Sementara untuk kebijakan lain, Tauhid seirama dengan Trubus.

Menurutnya, harus diterima jika kenyataannya saat ini, banyak kebijakan pemerintah yang terkesan tidak transparan, serta diambil secara sepihak dan diam-diam.

Seperti RUU Minerba yang disahkan jadi UU, dan omnibus law RUU Cipta Lapangan Kerja yang pembahasannya tetap berjalan, meski penentangan terus muncul.

Begitupun dengan kebijakan lain yang memunculkan penolakan hingga mahasiswa berdemo.

Semua ini jadi bukti nyata, jika pemerintah semakin mengandalkan kekuasaan, daripada mendengarkan publik.

“Yang harus dipentingkan bukan hanya investor, pemilik saham, dan kepentingan lainnya, tapi juga dampaknya ke masyarakat, pekerja,” tegas Tauhid.

“Parlemen pun harus terbuka dan menampung aspirasi rakyat,” pungkasnya.

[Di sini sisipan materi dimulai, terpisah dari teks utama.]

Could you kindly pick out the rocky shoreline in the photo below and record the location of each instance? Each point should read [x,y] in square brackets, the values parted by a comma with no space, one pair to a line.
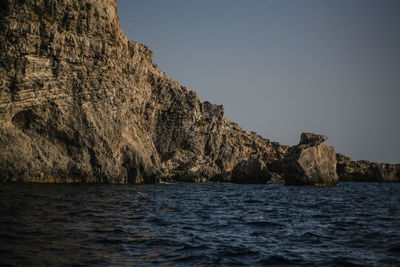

Baca Juga: Sebut Jokowi Hormati Putusan MA, Dirut BPJS: Masih Dalam Koridor

Sebelumnya, MA telah membatalkan kenaikan iuran BPJS Kesehatan, hingga kembali ke angka semula, yakni:

  • Kelas III sebesar Rp25.500,
  • Kelas II sebesar Rp51 ribu, dan
  • Kelas I sebesar Rp80 ribu.

Namun, Presiden Jokowi, kembali menaikkan iuran, dengan menerbitkan Perpres Nomor 64 Tahun 2020 tentang Perubahan Kedua Atas Perpres Nomor 82 Tahun 2018 tentang Jaminan Kesehatan.

Dengan rincian iuran yang akan berlaku mulai 1 Juli 2020, sebagai berikut:

  • Kelas III tahun 2020 masih Rp25.500, tetapi mulai 2021 hingga tahun berikutnya, menjadi Rp35 ribu,
  • Kelas II menjadi Rp100 ribu, dan
  • Kelas I menjadi Rp150 ribu per orang per bulan.